7/30/09 Letter to Editor re Recycling Center

[Printed as Guest Column] I suspect that there will be a number of letters complaining about the shutting down of regular operations at the recycling center. To some extent, I don't blame anyone for wanting to vent on this one; it certainly sounds bad. Lewisboro's recycling rate ranked near the bottom of the pile in statistics recently released by the County, so on its face, this would seem to be the wrong move at the wrong time. I believe however that this austerity move, just one of many large and small made in an effort to close the budget gap, could actually serve as the proverbial “kick in the pants” to push Lewisboro to the next level in sustainable waste management. A couple of weeks ago, 20-30 people from towns around the county gathered in Somers to hear Lewisboro’s Neil Cutler give an overview of options and best practices for managing and reducing the amount of material we send to landfills. Discussion followed, and the group intends to work on common approaches such as shared facilities and negotiating with carters for enhanced pickup options. I personally think that the key to increasing recycling rates is to expand the types of material we can put out on the curb and we will need the carters’ help with this. My carter only takes plastics 1 and 2 yet in some area towns they are already accepting 1-6. Maybe there could be periodic pickup of fluorescent bulbs or e-waste. Certainly mixed paper represents a large volume of the material going into our regular garbage and this could be recovered as well. The Lewisboro recycling center has been a great asset, but it has been taking two categories of material only – scrap metal and co-mingled glass and plastics. The latter is now taken by all carters, so in actuality, the only unique service we offered was the scrap metal. We are planning on opening up on a quarterly basis for this. We don’t know how it will all shake out exactly, but I feel certain that we will find ways to make it easier for residents to do the right thing with their waste.

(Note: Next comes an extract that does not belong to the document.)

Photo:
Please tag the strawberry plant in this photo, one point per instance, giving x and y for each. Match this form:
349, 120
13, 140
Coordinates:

3/26/09 Ledger Letter re Library Mailing

The library’s “Building Project Update” mailing was a welcome addition to a dialog which should afford Lewisboro residents a better chance to inform themselves about the plan to move the Library to the Town Park. My 250 words permits a only limited response here. The mailing states that the 20 plus year-old master plan is a policy statement only, a set of guidelines. The implication, not fully expressed, is that the principles and findings therein are no longer applicable, or, somehow inappropriate in this situation. Preserving the hamlets is one of the key themes of the MP, and removing the library from Main St. South Salem is not consistent with that. The proponents of the move to the park may feel that the benefits they cite outweigh this negative impact, but it remains a negative impact by any reasonable standard, not at all diminished by the fact that the Master Plan is a plan, and not legislation.

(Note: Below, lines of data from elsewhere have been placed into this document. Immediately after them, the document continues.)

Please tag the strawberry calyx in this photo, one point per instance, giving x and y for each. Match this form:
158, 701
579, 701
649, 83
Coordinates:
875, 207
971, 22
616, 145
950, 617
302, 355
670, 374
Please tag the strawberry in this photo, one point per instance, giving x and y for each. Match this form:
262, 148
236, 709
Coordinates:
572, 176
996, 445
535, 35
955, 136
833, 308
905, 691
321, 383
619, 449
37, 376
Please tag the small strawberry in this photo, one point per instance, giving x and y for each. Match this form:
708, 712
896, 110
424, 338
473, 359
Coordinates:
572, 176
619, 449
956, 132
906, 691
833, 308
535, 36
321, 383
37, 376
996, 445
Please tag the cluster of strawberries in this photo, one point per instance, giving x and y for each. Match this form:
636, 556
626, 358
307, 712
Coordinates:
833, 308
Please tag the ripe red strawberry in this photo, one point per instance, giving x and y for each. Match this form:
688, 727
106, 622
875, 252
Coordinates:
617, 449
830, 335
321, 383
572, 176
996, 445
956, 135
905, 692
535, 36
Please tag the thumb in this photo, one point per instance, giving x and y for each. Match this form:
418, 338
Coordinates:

A late nineties survey is declared to have defined the needs of the community. I hope the library will post the questions and response summaries on the library website to help us understand the basis for the project scope. These days, it is a rare project which is not obliged to submit itself to the realities of compromise. A series of discrete questions (e.g., “is the children’s area adequate?”) may yield an attractive wish list, but designing a project which optimally balances these with un-surveyed factors, budgets and current reality is another thing.